Too Much Tennis
Tennis - Injuries on the Court
Research shows many young tennis players are training and playing too much - and getting hurt because of it. Your muscles and joints are still developing when you're a kid and you can really hurt yourself if you work those parts of your body too hard. Players who focus just on tennis so they can be the next superstar don't have any time to play other sports. That means muscles in other areas of their bodies don't get a chance to develop properly. A four-year study of boys and girls playing at USTA youth tennis tournaments found that young players' backs, shoulders, elbows, wrists, knees, calves and ankles are getting injured more than ever. This is from spending too many hours a day swinging a racket in practice and then spending even more time hitting balls during week-long tournaments.

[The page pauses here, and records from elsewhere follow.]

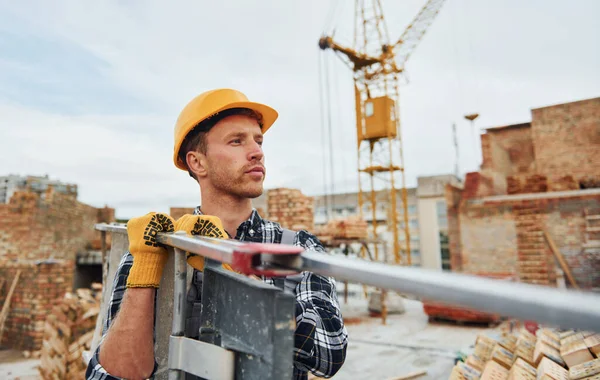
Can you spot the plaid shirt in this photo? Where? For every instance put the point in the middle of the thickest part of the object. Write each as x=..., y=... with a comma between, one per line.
x=321, y=338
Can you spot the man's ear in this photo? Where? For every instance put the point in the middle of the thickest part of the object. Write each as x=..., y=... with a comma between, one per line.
x=196, y=162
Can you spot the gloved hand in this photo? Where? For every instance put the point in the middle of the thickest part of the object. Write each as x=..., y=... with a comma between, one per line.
x=149, y=257
x=201, y=225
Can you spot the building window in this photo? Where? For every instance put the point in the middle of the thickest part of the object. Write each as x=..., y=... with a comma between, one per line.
x=442, y=214
x=412, y=209
x=414, y=224
x=445, y=250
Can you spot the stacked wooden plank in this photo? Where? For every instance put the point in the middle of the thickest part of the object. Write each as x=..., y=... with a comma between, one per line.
x=526, y=183
x=349, y=228
x=548, y=354
x=291, y=208
x=437, y=311
x=68, y=332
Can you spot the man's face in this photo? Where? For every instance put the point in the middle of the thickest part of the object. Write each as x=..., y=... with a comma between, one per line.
x=234, y=157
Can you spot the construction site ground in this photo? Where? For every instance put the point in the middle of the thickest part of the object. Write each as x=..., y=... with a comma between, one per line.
x=405, y=344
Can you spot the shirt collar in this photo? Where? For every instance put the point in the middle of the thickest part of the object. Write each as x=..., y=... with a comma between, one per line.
x=253, y=222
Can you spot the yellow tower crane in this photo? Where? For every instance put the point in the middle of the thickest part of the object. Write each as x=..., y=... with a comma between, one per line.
x=377, y=64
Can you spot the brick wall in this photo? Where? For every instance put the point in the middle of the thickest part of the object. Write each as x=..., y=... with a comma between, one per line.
x=565, y=222
x=506, y=236
x=488, y=239
x=508, y=150
x=34, y=226
x=567, y=140
x=49, y=227
x=38, y=287
x=484, y=183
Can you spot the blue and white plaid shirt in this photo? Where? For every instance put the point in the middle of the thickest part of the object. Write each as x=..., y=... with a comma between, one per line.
x=321, y=338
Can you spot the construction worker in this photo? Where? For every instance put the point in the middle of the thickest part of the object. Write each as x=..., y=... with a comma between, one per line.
x=218, y=141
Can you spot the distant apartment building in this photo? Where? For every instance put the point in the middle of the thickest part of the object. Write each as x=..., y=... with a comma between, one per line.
x=427, y=217
x=38, y=184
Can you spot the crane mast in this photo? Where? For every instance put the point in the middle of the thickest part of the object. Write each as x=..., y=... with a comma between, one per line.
x=376, y=65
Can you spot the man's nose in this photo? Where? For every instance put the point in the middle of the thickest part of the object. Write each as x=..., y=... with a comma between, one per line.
x=256, y=153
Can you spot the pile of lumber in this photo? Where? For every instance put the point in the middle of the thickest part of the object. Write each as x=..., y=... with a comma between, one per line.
x=350, y=228
x=526, y=183
x=291, y=209
x=549, y=354
x=68, y=332
x=437, y=311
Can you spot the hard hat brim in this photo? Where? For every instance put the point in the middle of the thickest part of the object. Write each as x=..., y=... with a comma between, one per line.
x=269, y=116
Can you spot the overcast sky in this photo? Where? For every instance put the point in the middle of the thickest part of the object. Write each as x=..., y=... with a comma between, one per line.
x=89, y=91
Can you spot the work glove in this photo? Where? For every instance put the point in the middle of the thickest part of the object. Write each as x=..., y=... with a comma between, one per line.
x=149, y=257
x=201, y=225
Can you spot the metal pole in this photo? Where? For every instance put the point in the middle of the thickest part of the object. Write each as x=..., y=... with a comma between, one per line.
x=562, y=308
x=179, y=303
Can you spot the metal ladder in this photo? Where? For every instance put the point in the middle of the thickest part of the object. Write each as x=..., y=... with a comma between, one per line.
x=247, y=326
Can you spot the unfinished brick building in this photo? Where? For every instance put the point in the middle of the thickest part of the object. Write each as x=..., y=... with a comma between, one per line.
x=43, y=229
x=538, y=187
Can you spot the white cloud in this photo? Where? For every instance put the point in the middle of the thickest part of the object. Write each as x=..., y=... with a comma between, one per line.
x=498, y=58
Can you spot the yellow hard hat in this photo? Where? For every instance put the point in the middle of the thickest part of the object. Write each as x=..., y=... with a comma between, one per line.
x=209, y=104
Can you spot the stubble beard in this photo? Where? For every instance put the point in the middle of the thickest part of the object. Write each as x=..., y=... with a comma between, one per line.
x=236, y=184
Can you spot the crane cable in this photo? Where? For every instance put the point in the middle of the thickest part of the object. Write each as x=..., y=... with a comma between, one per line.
x=331, y=152
x=323, y=147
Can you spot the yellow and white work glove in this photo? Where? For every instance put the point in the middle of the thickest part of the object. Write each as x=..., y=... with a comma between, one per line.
x=149, y=257
x=201, y=225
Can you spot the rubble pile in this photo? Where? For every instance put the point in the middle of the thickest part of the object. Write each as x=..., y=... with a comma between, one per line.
x=548, y=354
x=68, y=332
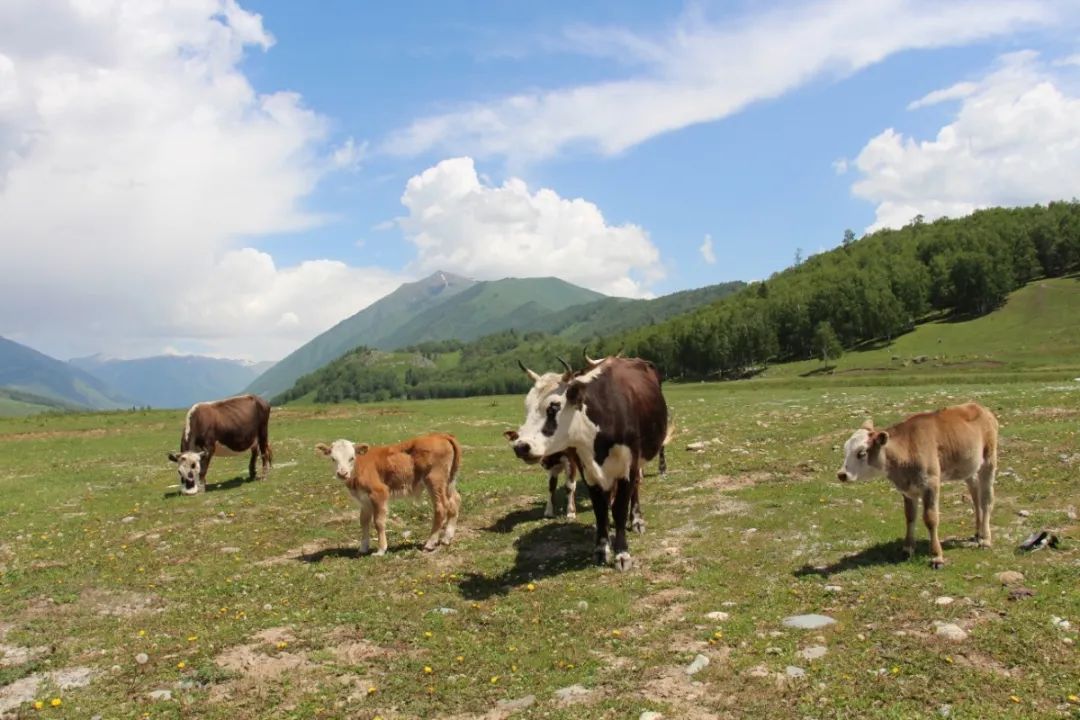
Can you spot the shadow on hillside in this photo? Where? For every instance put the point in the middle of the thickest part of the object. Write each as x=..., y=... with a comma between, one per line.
x=214, y=487
x=891, y=553
x=547, y=551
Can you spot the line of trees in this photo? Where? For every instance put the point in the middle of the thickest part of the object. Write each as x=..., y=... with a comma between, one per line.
x=873, y=288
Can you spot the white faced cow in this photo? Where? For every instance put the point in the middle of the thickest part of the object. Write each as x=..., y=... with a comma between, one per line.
x=955, y=443
x=615, y=418
x=230, y=426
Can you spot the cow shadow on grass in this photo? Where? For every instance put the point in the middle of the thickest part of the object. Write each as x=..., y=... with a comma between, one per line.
x=548, y=549
x=231, y=484
x=890, y=553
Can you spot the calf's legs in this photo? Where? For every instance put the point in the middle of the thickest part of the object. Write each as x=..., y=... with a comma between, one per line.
x=930, y=517
x=910, y=512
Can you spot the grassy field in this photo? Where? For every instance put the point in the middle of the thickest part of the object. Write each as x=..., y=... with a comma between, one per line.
x=251, y=600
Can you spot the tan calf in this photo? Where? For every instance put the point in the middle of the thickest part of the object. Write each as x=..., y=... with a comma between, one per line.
x=375, y=474
x=956, y=443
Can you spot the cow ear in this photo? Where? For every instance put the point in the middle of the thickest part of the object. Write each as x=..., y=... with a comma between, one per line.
x=576, y=394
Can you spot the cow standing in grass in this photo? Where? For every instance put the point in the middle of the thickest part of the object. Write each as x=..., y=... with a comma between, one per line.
x=375, y=474
x=561, y=463
x=956, y=443
x=230, y=426
x=615, y=418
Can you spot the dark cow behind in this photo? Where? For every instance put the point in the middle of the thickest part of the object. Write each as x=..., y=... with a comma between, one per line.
x=615, y=417
x=230, y=426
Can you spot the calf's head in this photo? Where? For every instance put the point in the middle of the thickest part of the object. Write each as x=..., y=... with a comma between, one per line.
x=188, y=466
x=862, y=453
x=343, y=454
x=550, y=408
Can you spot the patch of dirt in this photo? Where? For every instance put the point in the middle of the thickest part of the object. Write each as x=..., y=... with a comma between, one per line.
x=12, y=655
x=258, y=667
x=673, y=687
x=120, y=603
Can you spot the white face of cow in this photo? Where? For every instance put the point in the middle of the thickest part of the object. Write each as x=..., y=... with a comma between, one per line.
x=343, y=454
x=188, y=466
x=859, y=453
x=548, y=419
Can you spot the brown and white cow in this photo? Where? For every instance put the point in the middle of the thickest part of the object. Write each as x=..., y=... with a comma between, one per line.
x=955, y=443
x=230, y=426
x=557, y=464
x=615, y=417
x=375, y=474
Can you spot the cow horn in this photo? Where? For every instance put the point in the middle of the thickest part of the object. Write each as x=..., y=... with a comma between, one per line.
x=532, y=376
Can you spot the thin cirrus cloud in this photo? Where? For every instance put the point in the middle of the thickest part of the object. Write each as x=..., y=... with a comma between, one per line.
x=700, y=71
x=135, y=161
x=1012, y=141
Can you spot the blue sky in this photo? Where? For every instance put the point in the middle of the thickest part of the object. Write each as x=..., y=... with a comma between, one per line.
x=264, y=170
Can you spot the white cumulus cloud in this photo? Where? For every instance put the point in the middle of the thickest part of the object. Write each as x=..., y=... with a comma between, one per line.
x=461, y=223
x=136, y=161
x=701, y=71
x=1013, y=141
x=706, y=250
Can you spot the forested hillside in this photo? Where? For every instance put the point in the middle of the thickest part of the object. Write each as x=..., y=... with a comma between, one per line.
x=872, y=288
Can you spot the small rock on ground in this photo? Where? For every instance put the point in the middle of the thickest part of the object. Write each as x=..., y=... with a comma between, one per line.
x=1010, y=578
x=950, y=632
x=811, y=622
x=518, y=704
x=698, y=665
x=571, y=692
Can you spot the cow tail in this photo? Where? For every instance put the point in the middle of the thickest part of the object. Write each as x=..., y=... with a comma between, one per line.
x=456, y=462
x=663, y=454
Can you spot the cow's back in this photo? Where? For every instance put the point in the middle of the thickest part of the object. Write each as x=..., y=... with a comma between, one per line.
x=625, y=401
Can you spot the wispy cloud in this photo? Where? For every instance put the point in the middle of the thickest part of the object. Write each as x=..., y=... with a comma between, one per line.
x=706, y=250
x=1012, y=141
x=700, y=71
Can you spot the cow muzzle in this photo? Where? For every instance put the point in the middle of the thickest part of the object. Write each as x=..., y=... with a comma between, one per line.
x=524, y=451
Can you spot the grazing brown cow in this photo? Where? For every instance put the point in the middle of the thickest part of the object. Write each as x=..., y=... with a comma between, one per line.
x=375, y=474
x=956, y=443
x=230, y=426
x=556, y=464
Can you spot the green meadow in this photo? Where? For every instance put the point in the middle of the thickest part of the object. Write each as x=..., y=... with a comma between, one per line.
x=251, y=600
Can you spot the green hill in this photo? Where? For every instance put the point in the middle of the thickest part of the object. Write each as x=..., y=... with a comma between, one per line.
x=609, y=315
x=367, y=327
x=26, y=370
x=490, y=307
x=1037, y=329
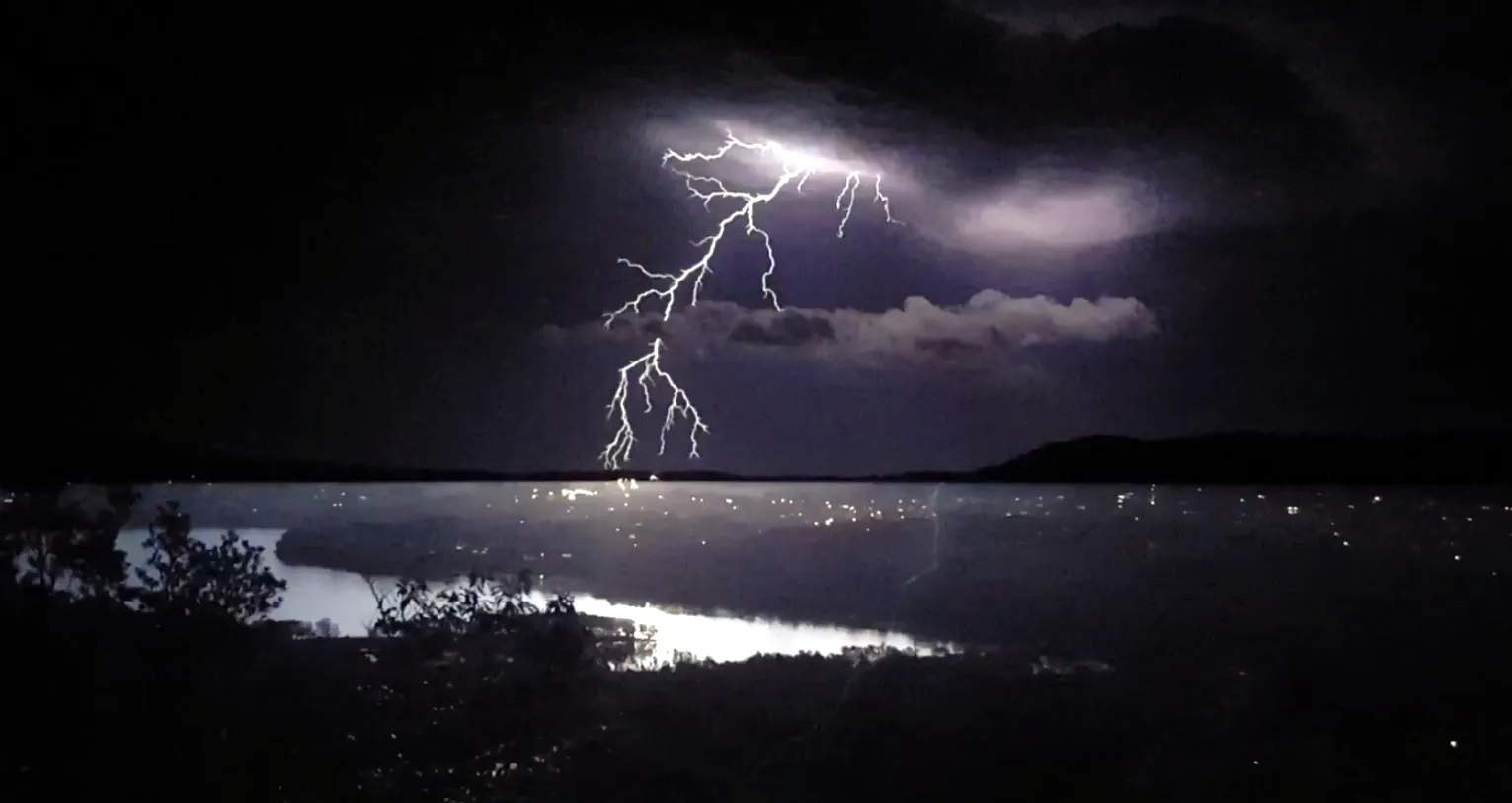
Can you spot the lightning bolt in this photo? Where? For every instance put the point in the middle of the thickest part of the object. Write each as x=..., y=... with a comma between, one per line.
x=794, y=168
x=618, y=449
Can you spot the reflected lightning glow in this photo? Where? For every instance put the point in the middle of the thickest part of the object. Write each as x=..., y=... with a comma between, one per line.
x=793, y=170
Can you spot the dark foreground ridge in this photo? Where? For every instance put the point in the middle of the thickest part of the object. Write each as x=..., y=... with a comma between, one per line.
x=1210, y=458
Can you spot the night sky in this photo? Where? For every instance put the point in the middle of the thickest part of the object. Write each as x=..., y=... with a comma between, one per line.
x=392, y=238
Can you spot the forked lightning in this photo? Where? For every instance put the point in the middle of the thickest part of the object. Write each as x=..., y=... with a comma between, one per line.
x=794, y=170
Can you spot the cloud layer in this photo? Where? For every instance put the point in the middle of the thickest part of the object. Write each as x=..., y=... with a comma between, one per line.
x=988, y=333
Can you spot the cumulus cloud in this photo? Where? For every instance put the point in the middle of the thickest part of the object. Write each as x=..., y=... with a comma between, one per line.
x=991, y=332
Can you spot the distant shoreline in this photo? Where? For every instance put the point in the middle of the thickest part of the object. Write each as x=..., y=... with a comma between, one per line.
x=1221, y=458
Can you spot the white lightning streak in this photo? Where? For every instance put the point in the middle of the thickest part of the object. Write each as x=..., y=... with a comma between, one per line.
x=649, y=363
x=794, y=170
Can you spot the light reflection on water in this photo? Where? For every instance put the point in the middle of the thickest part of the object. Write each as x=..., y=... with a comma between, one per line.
x=348, y=602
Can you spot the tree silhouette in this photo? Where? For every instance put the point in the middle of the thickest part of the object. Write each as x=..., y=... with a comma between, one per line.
x=59, y=548
x=188, y=578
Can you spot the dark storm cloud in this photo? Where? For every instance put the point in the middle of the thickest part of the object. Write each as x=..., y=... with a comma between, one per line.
x=990, y=333
x=1198, y=110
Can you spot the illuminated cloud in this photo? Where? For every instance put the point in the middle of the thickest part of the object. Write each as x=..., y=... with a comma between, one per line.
x=988, y=333
x=1038, y=213
x=1031, y=210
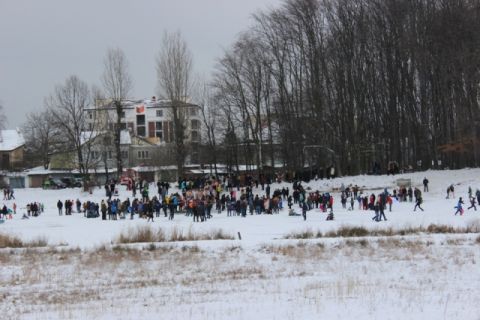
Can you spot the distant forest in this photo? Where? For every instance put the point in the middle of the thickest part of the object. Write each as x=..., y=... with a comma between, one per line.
x=350, y=83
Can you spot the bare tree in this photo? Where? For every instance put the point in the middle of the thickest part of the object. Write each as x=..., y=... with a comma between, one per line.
x=210, y=114
x=41, y=137
x=66, y=106
x=174, y=68
x=117, y=84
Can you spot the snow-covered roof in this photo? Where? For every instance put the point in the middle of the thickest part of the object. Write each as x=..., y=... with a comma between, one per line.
x=10, y=140
x=132, y=103
x=124, y=136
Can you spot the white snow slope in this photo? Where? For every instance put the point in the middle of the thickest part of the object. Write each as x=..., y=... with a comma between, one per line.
x=262, y=276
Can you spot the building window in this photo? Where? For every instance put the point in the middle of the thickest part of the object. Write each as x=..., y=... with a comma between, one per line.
x=195, y=136
x=143, y=154
x=158, y=130
x=195, y=124
x=140, y=120
x=141, y=130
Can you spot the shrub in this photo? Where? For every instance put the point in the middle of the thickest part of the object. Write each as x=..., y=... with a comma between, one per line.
x=9, y=241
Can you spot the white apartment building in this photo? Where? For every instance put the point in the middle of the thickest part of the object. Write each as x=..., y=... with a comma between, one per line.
x=147, y=118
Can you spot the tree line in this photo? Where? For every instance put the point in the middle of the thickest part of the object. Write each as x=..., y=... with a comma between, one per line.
x=321, y=83
x=62, y=125
x=352, y=83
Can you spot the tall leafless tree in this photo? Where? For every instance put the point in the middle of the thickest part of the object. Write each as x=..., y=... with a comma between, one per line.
x=41, y=137
x=66, y=106
x=117, y=84
x=174, y=77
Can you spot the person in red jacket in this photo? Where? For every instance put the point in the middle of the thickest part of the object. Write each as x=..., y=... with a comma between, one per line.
x=389, y=201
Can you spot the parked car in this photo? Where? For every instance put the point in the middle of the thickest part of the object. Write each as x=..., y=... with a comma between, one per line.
x=51, y=183
x=124, y=180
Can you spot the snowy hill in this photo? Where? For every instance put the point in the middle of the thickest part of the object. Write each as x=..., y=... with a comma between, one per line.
x=262, y=276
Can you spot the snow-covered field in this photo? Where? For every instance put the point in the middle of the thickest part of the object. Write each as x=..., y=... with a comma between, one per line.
x=262, y=276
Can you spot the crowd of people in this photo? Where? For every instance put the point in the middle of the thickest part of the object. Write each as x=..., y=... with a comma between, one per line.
x=199, y=198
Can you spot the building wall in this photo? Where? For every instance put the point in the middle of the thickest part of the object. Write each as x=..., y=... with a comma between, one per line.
x=12, y=160
x=152, y=113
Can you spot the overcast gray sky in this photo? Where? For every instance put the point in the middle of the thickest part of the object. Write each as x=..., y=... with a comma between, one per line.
x=42, y=42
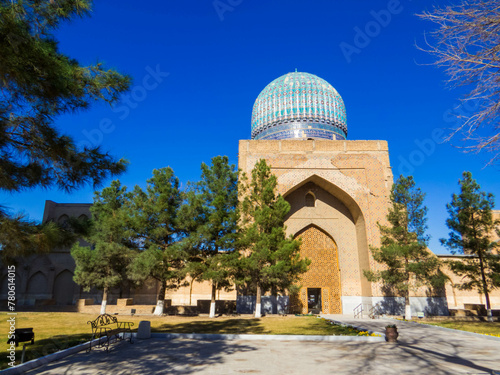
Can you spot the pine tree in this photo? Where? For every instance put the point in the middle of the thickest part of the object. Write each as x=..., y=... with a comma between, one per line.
x=407, y=263
x=39, y=84
x=214, y=231
x=103, y=263
x=271, y=260
x=155, y=228
x=472, y=226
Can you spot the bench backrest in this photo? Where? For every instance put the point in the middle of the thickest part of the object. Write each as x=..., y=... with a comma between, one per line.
x=103, y=320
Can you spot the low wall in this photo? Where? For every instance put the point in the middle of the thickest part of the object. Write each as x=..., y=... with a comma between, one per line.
x=269, y=304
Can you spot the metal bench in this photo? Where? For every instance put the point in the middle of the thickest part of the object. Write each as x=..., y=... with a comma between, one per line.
x=22, y=335
x=105, y=327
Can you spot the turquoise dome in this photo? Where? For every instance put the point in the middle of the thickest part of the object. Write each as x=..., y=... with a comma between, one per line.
x=299, y=106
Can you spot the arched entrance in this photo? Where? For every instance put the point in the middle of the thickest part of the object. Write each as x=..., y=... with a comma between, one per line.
x=320, y=290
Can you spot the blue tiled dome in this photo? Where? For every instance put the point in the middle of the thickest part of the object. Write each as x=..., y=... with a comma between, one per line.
x=299, y=105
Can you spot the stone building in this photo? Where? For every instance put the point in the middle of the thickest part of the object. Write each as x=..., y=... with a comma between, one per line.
x=338, y=190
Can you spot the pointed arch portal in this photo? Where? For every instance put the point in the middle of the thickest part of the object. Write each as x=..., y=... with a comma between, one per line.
x=321, y=283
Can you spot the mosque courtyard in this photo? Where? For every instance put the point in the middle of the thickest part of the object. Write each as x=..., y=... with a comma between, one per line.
x=421, y=349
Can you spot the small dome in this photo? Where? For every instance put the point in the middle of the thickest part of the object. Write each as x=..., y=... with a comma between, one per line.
x=299, y=105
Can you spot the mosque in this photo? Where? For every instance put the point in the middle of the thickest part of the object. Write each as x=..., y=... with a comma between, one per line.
x=338, y=190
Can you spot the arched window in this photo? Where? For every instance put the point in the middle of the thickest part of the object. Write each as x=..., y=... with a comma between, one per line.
x=310, y=200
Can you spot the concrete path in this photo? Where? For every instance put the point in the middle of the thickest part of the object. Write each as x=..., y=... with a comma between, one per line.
x=421, y=350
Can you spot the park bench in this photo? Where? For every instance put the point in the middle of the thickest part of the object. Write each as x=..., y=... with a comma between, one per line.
x=105, y=327
x=22, y=335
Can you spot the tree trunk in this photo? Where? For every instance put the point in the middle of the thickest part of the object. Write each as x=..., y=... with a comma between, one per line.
x=258, y=307
x=212, y=300
x=191, y=290
x=104, y=300
x=160, y=302
x=407, y=307
x=489, y=313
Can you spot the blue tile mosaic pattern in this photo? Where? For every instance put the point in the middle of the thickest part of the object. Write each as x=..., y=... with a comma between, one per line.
x=299, y=105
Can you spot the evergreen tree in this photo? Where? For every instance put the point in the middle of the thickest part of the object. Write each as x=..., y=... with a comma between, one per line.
x=102, y=264
x=154, y=217
x=271, y=260
x=212, y=207
x=39, y=83
x=472, y=226
x=407, y=263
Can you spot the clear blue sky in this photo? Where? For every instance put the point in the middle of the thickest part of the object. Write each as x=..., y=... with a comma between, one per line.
x=220, y=54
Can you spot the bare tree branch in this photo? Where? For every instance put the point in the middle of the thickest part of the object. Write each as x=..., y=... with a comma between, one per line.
x=467, y=44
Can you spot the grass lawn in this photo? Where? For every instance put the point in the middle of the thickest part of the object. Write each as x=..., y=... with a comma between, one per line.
x=477, y=327
x=56, y=331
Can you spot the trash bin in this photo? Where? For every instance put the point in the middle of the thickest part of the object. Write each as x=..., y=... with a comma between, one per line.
x=144, y=330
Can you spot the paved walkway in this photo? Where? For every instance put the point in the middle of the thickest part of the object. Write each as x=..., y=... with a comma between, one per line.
x=421, y=350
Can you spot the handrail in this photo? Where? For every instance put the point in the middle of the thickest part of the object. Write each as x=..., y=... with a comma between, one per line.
x=374, y=312
x=358, y=313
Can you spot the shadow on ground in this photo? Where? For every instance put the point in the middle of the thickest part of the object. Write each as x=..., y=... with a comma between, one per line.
x=146, y=357
x=44, y=347
x=230, y=326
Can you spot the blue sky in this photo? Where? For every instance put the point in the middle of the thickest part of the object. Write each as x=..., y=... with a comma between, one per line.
x=198, y=67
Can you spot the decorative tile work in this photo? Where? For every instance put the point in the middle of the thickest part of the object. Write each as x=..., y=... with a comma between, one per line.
x=299, y=105
x=357, y=173
x=323, y=271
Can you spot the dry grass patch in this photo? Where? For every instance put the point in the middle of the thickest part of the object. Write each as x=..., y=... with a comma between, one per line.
x=58, y=331
x=489, y=328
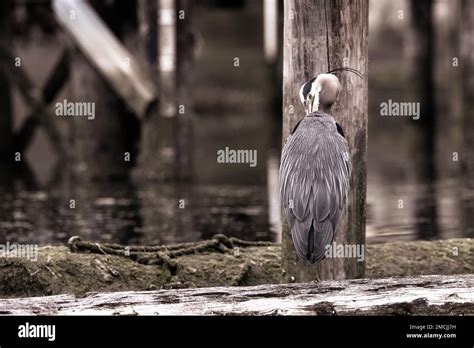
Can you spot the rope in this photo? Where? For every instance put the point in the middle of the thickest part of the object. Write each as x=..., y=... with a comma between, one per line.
x=162, y=255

Tennis - Preventing Tennis Injuries
Warming up your muscles is crucial to preventing tennis injuries. It increases blood flow and oxygen to your muscles, and increases the range of motion of your joints to reduce the risk of muscle tears. So warm up with a light jog and stretching exercises for 15 to 30 minutes. After a game of tennis, you've gotta cool down to gradually lower your heart rate and reduce the risk of sore muscles. You can cool down the same way you warm up - with a light jog followed by stretching. In addition to warm ups and cool downs, make sure you drink plenty of water and stock up on carbs and protein.
Tennis - Bottom Line
It's always fun to play your favorite sport, whether it's tennis, basketball or skateboarding. But when you're a kid, you should be trying lots of different things. It's not healthy to only eat pizza and pop every day, you wouldn't want to just listen to Chris Brown for the rest of your life - and you shouldn't put all your effort into playing just one sport. It's more likely you'll get hurt rather than become the next superstar.